Media Mention of Hussein Ibish in Politico - March 8, 2010 - 1:00am

For much of the past year as he has shuttled dozens of times to the Middle East and Europe quietly trying to persuade Israelis and Palestinians back to the peace table, U.S. Special Envoy George Mitchell has borne the brunt of criticism of both those offended by the Obama administration’s early pressure on Israel to halt new settlements on the West Bank and East Jerusalem, and others disappointed that Obama failed to follow through when Israeli Prime Minister Benjamin Netanyahu refused to stop the new construction as a precondition for negotiations.

Along the way, Mitchell has also had to endure rumors that he was on the verge of quitting given his age (76), young family, and presumed frustration that his endless shuttling had to date yielded no talks.

But Mitchell’s aides insisted that the former Senate Majority Leader has legendary patience, and reminded journalists that Mitchell had spent five years negotiating the Northern Ireland Peace accords.
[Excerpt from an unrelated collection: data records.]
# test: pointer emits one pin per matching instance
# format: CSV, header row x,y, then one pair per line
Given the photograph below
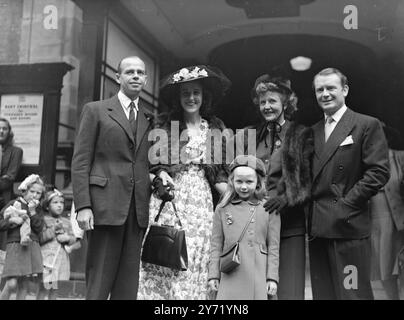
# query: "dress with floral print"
x,y
193,200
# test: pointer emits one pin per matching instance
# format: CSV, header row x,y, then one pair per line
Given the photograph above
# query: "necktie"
x,y
132,118
328,127
1,157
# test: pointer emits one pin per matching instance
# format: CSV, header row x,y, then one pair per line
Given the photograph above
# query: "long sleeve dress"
x,y
55,258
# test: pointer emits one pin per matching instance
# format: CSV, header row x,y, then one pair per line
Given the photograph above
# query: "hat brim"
x,y
214,81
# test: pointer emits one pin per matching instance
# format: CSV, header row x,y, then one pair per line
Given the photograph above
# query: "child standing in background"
x,y
257,276
57,239
23,260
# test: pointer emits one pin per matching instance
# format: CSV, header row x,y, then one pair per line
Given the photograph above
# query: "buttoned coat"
x,y
109,163
346,175
10,165
259,250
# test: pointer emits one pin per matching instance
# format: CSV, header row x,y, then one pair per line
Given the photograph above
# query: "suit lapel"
x,y
116,112
142,124
341,131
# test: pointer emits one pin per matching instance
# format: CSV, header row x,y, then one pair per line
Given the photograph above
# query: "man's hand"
x,y
166,178
85,219
16,220
163,192
213,284
275,204
272,287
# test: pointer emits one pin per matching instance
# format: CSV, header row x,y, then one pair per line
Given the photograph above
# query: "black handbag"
x,y
165,245
230,259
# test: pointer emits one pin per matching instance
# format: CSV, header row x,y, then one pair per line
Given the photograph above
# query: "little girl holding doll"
x,y
241,207
23,260
57,240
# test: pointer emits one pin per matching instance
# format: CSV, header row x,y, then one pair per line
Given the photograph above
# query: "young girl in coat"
x,y
256,277
23,261
57,240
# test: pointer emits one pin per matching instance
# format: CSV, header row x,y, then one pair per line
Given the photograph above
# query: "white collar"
x,y
338,114
125,100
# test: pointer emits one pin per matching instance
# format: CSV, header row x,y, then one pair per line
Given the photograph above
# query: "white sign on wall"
x,y
24,111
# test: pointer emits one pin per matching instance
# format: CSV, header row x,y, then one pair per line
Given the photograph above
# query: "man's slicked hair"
x,y
118,68
328,71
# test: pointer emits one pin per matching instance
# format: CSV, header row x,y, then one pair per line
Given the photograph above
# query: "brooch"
x,y
229,218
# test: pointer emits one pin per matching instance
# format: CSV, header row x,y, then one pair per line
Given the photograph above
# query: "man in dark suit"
x,y
111,184
350,165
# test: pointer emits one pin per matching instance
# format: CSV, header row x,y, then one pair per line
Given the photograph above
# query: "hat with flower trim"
x,y
212,78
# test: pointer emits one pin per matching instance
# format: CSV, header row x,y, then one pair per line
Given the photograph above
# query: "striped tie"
x,y
132,117
328,127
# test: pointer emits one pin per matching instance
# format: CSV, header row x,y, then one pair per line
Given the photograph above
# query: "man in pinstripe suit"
x,y
350,165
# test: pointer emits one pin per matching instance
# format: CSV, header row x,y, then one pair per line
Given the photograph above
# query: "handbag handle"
x,y
161,209
248,223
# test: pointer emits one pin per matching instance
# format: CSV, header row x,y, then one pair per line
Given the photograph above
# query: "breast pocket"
x,y
98,181
263,249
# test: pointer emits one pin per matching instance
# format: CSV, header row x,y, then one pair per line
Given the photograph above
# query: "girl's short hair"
x,y
49,195
231,194
29,182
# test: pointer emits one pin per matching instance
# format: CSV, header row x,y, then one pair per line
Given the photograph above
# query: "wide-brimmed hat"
x,y
212,78
277,83
248,161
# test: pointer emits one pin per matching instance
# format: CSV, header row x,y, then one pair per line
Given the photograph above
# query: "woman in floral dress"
x,y
190,93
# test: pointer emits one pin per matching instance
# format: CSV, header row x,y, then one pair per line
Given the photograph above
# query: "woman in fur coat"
x,y
286,149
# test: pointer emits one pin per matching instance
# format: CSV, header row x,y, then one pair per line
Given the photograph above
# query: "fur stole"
x,y
297,153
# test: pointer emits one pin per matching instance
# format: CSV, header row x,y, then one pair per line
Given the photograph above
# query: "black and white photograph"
x,y
201,153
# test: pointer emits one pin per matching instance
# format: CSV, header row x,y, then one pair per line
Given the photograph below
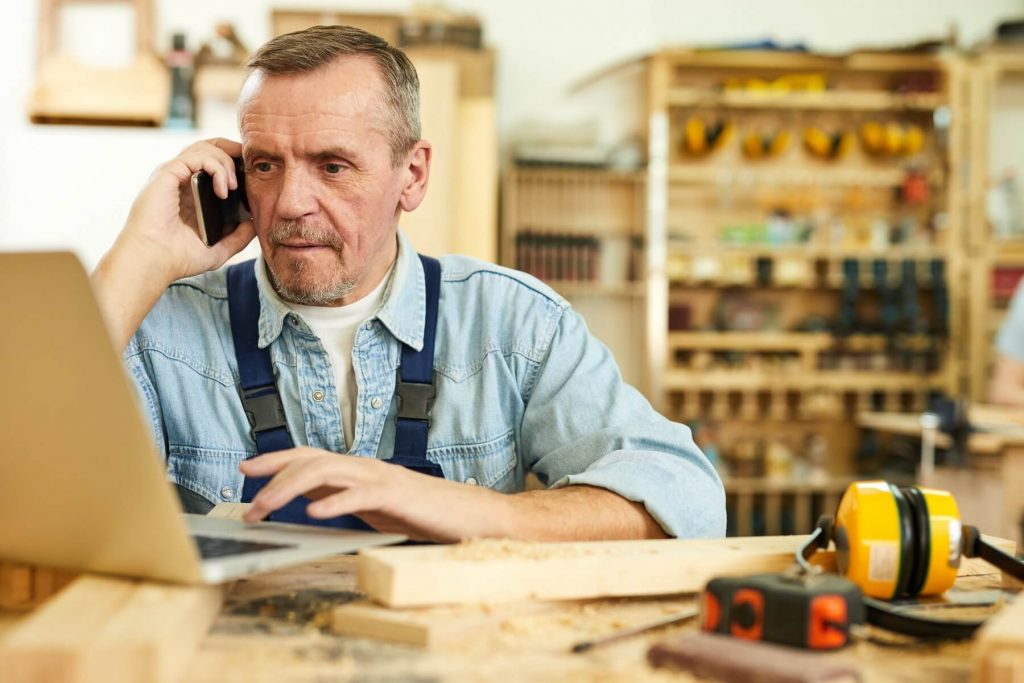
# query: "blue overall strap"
x,y
415,385
259,389
260,398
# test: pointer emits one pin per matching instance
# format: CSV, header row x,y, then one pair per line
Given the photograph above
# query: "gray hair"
x,y
307,50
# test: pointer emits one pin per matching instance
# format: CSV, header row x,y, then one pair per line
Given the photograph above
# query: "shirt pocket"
x,y
492,463
211,473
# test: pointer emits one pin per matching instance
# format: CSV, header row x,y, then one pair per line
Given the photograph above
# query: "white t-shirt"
x,y
336,327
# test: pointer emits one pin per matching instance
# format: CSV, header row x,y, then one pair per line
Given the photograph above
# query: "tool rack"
x,y
690,257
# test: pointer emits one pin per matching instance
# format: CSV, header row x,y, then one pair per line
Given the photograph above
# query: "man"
x,y
332,155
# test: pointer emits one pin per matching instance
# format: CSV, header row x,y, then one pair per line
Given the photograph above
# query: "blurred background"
x,y
797,225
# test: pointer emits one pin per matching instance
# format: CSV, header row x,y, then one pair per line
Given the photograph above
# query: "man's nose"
x,y
296,198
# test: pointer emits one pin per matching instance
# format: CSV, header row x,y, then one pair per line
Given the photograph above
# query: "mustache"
x,y
312,232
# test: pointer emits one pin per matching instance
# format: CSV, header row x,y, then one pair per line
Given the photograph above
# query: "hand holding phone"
x,y
218,217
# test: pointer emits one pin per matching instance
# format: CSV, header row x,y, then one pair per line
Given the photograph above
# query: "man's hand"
x,y
393,499
389,498
160,242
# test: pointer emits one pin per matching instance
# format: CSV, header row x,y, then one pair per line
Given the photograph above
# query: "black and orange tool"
x,y
810,612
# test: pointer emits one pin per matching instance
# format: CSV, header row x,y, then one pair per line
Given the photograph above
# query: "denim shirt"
x,y
521,386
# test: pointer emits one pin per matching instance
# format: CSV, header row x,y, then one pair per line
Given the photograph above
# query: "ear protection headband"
x,y
903,542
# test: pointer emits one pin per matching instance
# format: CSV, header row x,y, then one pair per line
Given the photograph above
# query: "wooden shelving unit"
x,y
745,332
774,401
995,117
582,230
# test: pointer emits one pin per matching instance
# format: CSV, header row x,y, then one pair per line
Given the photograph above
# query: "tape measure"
x,y
807,611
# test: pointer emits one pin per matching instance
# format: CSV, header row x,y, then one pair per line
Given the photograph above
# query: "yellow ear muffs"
x,y
759,144
700,137
897,542
872,137
891,139
826,144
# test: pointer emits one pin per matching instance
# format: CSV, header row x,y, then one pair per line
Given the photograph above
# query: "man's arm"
x,y
393,499
1008,382
159,243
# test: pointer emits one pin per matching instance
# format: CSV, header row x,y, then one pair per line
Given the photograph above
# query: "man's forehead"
x,y
347,85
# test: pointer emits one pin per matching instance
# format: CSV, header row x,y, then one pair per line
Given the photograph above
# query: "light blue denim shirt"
x,y
521,385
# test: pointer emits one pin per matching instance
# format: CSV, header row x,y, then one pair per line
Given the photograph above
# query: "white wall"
x,y
72,187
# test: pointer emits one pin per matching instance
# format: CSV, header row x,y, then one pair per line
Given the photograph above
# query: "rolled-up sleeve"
x,y
584,425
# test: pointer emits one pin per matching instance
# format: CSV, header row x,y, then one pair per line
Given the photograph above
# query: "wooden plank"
x,y
15,586
430,627
998,650
503,570
100,629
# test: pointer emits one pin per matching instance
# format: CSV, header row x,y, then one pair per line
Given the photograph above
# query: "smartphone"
x,y
218,217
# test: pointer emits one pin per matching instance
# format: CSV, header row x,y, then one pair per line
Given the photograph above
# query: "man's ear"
x,y
417,176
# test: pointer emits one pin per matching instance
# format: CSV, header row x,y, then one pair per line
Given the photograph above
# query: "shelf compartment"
x,y
840,381
823,176
851,100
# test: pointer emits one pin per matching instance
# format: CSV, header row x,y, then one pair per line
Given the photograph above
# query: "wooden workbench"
x,y
990,489
275,627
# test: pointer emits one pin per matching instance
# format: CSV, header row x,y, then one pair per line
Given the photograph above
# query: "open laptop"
x,y
81,483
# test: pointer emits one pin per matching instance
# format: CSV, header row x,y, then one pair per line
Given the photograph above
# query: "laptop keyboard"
x,y
210,547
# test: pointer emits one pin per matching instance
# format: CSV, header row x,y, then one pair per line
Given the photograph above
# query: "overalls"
x,y
265,411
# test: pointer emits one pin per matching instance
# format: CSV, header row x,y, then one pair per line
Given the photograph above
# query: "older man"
x,y
343,379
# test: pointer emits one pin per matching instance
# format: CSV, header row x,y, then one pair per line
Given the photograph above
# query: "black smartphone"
x,y
218,217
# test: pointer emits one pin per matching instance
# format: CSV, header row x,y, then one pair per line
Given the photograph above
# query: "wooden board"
x,y
500,570
100,629
431,225
504,570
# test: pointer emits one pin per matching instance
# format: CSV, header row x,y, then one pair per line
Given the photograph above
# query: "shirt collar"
x,y
403,311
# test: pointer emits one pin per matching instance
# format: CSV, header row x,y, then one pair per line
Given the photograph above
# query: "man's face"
x,y
323,189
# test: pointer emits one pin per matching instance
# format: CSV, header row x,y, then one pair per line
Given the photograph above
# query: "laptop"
x,y
82,485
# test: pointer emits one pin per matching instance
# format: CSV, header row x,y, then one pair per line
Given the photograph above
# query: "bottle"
x,y
181,113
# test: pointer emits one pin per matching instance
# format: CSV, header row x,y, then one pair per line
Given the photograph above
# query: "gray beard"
x,y
318,295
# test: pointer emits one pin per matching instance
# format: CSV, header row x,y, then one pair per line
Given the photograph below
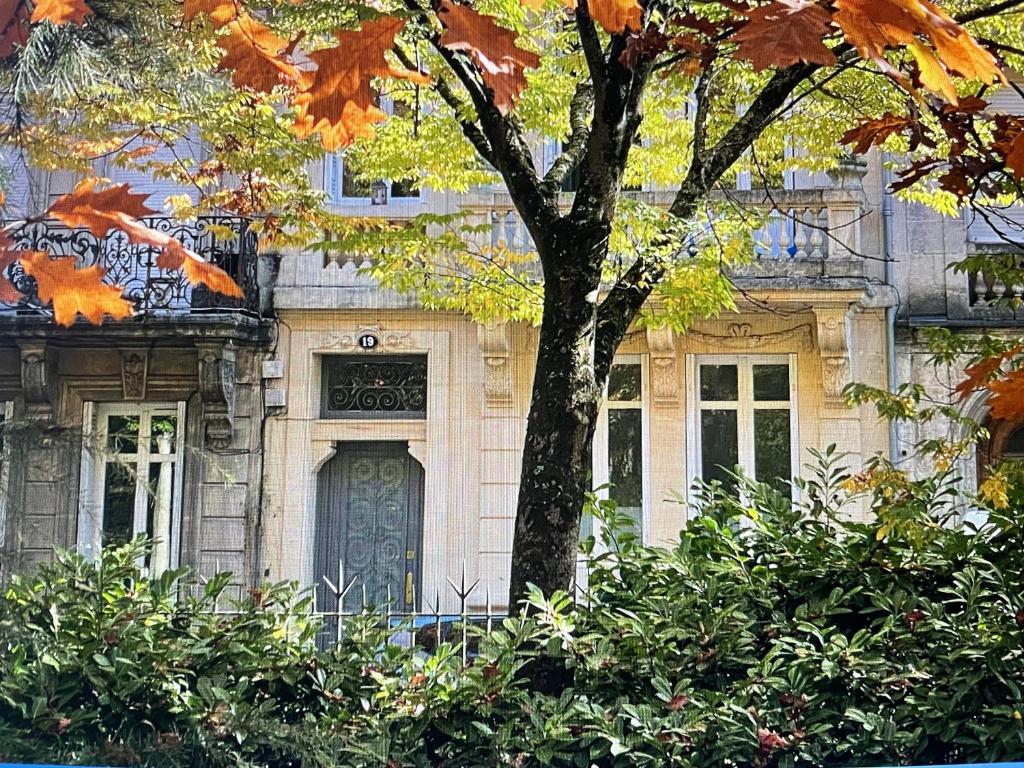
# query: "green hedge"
x,y
772,634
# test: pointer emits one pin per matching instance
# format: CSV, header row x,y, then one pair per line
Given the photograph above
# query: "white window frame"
x,y
600,458
334,176
7,411
95,457
744,404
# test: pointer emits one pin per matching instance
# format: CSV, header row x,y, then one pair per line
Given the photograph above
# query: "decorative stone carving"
x,y
664,366
216,386
38,379
496,344
739,337
390,341
835,350
134,368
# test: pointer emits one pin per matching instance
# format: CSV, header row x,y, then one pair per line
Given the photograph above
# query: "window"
x,y
620,445
6,413
374,386
743,415
131,478
340,183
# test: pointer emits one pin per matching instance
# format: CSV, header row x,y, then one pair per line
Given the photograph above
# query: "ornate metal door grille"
x,y
375,386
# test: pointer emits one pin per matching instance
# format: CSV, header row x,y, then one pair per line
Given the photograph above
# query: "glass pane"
x,y
625,457
771,382
163,429
119,503
122,433
719,383
772,459
352,188
160,496
624,383
719,446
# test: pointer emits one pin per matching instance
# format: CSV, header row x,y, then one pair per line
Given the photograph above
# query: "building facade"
x,y
327,427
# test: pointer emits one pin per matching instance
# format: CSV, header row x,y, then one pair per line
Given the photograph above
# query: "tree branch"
x,y
580,108
469,128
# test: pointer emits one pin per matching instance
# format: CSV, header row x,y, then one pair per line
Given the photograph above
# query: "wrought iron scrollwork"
x,y
225,241
375,386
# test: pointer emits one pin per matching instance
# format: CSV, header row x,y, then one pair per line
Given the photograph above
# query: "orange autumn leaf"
x,y
873,26
75,291
258,58
198,270
875,131
117,208
60,11
493,48
14,15
1008,396
219,11
981,373
337,100
613,15
1015,156
99,210
783,33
And now, with Palestinian and Israeli leaders agreeing to go into U.S.-mediated “proximity talks,” with blessings from the Arab League, Mitchell finally has something to show for his efforts, succeeding both in convincing the Palestinians to at least talk about final status negotiations, and calling Netanyahu’s bluff on his oft-declared position that he is ready to “talk anywhere, anytime, no preconditions.”

Characteristically, Mitchell was not one for a victory lap Monday. As he quietly departed Israel just as Vice President Joseph Biden was arriving, Mitchell issued a short, four-line statement that he was “pleased that the Israeli and Palestinian leadership have accepted indirect talks,” and saying that he’d be returning to the region next week to “continue our discussions” about “the structure and scope of these” talks going forward. He also said that hopes they will “lead to direct negotiations as soon as possible.”

“I thought it was a good thing that Mitchell was able to say something after all these trips,” Middle East expert Stephen P. Cohen, author of “Beyond America’s Grasp: A Century of Failed Diplomacy in the Middle East,” told POLITICO Monday. But, he added, “Nobody expects proximity talks to be equivalent to negotiations for permanent status.”

Cohen said it’s important that the Palestinian leadership got the support of the Arab League last week to go into talks even without a full Israeli settlement freeze. “When [former Palestinian leader Yasser] Arafat went to Camp David [during the Clinton administration], he never had that kind of [Arab] backing,” Cohen said. Mitchell or somebody “did some important heavy lifting” to get the Arab League endorsement.

But Mitchell’s statement left some observers baffled. What had the parties agreed to if the “structure and scope” of the indirect talks were still being worked out? Could reporters even describe that the indirect talks were already underway?

“No terms of reference [for negotiations], no clear mechanism or modality, no timetable, no list of issues,” have been agreed by the parties, observed former Israeli consul general Alon Pinkas, implying the Herculean effort to get such a substantively thin agreement was almost comical.

But Pinkas added, “While U.S. policy may have been flawed and incoherent at times, you can't fault [President Barack] Obama and Mitchell for trying. The level of distrust between the sides is too deep, Hamas' grip on Gaza is too strong and Netanyahu's unwilling coalition too reluctant to just assume negotiations can be resumed in good faith."

Hussein Ibish of the American Task Force for Palestine said the indirect talks provide a potential bridging mechanism that could ultimately yield the direct final status negotiations the Obama administration has long sought.

"I think they're going to be talking about how to resume full, direct negotiations," Ibish says. "The Palestinians want specifics," Ibish continued. "The Israelis want the vagueness. That's a difficult gap to bridge. …. Proximity talks allow them, and everyone to ease back into the negotiating process with some political protection."

A Democratic congressional staffer recently back from the region agreed the proximity talks glass is both half full and half empty.

“It’s better than complete stagnation and a resumption of violence, but hardly cause for fireworks and a parade,” the Democratic Hill staffer told POLITICO. “Having just been there during recess, prospects for the proximity talks advancing rapidly don’t come to mind.”

So do Mitchell et al deserve props?

“I think it depends on what you expect of a Presidential envoy,” the staffer continued. “If you believe that the most the U.S. can expect under current circumstances is to gain the acquiescence of the two parties -- both of which are highly dependent upon us -- to grant us the privilege of communicating between them, something it should be recalled that, little more than a year ago, they used to do quite nicely without us, then I suppose it’s an achievement,” he said.

“But on the other hand, if you believe the prestige of the President of the United States is badly wasted by having his personal envoy serve as a diplomatic messenger boy between next-door neighbors, it looks rather paltry,” he said.

Cohen was more sympathetic. Mitchell “gets credit as a man for persistence. And Obama has to get credit for not being overrun by hysteria to get a complete settlement freeze. He didn’t see it as the end of the work on the problem. He saw it as the first try of a president who tried from his first month in office” to solve the Middle East conflict. Now, Cohen added, “Obama gets another chance.”